The novel uses ML and DL techniques to analyze URLs to compare how to detect phishing websites. Most modern solutions that handle phishing detection can offer a canonical class homepage without a login form. Additionally, the base model can be trained on the old dataset and tested with the new URL using datasets from different years [24]. They simplify the feature extraction process by considering URLs and domain names and reduce processing overhead by parsing HTML, DOM, and URL-based features.
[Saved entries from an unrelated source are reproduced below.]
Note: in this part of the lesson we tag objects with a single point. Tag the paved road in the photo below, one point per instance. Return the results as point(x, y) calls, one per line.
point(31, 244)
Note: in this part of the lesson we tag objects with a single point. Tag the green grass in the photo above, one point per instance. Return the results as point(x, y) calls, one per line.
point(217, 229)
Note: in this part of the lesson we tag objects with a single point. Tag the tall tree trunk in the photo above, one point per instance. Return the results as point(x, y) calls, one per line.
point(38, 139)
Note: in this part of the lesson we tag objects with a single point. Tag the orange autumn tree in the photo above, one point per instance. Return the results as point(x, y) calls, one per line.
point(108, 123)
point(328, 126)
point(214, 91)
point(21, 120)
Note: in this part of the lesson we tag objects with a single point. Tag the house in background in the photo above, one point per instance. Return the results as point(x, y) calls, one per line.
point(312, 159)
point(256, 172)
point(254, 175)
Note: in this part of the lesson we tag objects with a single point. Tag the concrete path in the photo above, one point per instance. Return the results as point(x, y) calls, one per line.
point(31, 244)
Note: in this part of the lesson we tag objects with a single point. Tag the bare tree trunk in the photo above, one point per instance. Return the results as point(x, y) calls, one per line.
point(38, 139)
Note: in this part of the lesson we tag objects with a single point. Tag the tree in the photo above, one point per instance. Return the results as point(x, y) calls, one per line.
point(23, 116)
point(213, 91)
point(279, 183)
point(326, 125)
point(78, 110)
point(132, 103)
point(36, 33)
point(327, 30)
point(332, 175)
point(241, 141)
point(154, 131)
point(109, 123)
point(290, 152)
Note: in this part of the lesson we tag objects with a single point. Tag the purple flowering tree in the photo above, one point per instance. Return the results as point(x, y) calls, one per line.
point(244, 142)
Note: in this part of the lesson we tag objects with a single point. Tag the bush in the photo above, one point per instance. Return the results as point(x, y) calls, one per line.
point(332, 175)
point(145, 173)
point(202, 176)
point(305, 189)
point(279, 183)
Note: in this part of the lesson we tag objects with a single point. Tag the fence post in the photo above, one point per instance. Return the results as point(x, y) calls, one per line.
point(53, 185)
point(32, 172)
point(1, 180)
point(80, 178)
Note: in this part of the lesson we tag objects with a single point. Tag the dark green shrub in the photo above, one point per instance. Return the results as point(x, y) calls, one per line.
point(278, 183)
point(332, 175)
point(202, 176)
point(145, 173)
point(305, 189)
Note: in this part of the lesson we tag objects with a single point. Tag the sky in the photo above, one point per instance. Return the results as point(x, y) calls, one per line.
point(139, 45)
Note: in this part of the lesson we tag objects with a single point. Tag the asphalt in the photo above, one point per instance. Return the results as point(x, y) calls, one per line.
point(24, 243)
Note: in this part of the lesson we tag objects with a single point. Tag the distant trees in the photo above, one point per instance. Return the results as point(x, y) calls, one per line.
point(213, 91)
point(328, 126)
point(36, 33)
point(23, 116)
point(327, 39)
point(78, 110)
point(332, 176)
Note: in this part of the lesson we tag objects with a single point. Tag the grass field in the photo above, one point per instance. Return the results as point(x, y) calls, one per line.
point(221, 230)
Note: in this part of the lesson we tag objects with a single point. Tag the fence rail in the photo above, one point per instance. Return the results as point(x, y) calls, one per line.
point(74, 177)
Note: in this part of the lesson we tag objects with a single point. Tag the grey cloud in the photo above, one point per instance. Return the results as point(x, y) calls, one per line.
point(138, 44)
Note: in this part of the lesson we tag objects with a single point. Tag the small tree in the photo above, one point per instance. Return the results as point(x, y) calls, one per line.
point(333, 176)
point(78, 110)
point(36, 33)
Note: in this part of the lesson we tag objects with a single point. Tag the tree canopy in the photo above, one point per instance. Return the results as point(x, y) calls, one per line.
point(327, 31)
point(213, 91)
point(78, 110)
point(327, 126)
Among them, 12,134 non-phishing data and 20,614 phishing data could be coded according to 11 predefined attributes [25]. A proposed dataset of 11,000 websites can be combined into a phishing URL-based dataset in vector format pulled from a dataset repository accessible by Phishing and legitimate URL attributes. After pre-processing, multiple ML algorithms block phishing URLs and protect users. Various studies have highlighted research on phishing attack’s prevention, detection, and awareness. However, there must be a perfect and adequate solution to the present problem [26].

The proposed two methods can be offered based on generative adversarial networks (GANs). In addition, these methods can integrate phishing and legitimate models to inform real-world websites. Synthetic data can be generated from 10 publicly available phishing datasets used by adversarial autoencoder (AAE) and Wasserstein GAN (WGAN) to obtain information about real-world datasets [27]. Risky implements the domains classifier based on the risky websites (DOCRIW) structure and is based on two essential techniques that help identify domains that contain potentially fraudulent or malicious content. The first statement is that the pre-constructed knowledge base has information on risky websites. The second statement is that the system could be supplemented with a labelable binary classifier to classify a website as malicious or non-malicious based on its domain [28].
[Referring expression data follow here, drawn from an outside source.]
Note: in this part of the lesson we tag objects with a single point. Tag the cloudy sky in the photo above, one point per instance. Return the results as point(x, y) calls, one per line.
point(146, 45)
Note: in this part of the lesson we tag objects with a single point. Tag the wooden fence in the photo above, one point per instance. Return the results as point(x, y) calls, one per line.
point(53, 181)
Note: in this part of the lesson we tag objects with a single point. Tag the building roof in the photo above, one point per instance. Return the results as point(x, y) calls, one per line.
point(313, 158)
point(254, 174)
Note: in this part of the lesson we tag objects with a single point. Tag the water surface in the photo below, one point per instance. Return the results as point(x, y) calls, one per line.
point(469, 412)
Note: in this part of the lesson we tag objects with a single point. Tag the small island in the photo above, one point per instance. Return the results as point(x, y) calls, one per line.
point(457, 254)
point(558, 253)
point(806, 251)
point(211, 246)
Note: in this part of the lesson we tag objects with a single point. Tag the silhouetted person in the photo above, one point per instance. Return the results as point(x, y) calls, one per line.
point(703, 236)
The paper claims that ML techniques can be applied to URL patterns, and a new linguistic URL classification approach can be proposed. Additionally, a system based on language processing natural abilities, word vector representations, and n-gram models of black-labelled words used as salient features can be introduced. However, it is ineffective against unknown attacks, most of the episodes are launched from malicious URLs, and attackers trick users into clicking on malicious URLs [29]. A detailed analysis of malicious URL detection techniques and a structural understanding of ML can be detected. Enabling proper malicious URL detection is an ML approach. In addition, literature studies addressing different aspects of the problem can be reviewed to categorize contributions (functional representation, algorithm design, etc.). However, deniers could be better, and detecting newly created malicious URLs is a complex process [30].
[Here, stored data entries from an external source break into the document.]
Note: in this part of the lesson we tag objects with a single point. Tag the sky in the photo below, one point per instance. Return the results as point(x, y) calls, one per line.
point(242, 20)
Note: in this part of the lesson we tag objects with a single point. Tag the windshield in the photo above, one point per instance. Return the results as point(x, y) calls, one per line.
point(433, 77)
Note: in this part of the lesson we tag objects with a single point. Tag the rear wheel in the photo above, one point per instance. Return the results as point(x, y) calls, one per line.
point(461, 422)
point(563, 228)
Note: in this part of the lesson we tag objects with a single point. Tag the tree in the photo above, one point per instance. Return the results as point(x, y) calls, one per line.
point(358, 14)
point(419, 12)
Phishing Approach Detection

Phishing can be considered a social engineering technique in this category. Although it looks legitimate, it tricks users into clicking on malicious links that contain malware. Some criminals use this technique to obtain sensitive information, such as credit card numbers and login credentials. Based on these, phishing techniques and phishing types can be well defined (Tables 1, 2).

Table 1 Assessment study of literature
Table 2 Category of Model based on contribution and disadvantage
  1. A.

    Types of phishing attacks

Figure 2 shows that phishing attacks mainly aim to trick the target into revealing personal information. However, different types of attacks take place among these. Phishing attacks are one of the main ones to watch out for.

Fig. 2
figure 2

Architecture types of phishing attack

Table 3 shows that spoofing phishing attacks are undesirable to appear more legitimate. For example, attackers can spoof phone numbers or email domains to make them appear more credible.

Table 3 Analysis of the types of phishing attack
  1. 2

    Phishing website detection approaches

This section introduces several anti-phishing methods that can detect and prevent phishing attacks. Phishing attacks are then divided into five groups based on different techniques.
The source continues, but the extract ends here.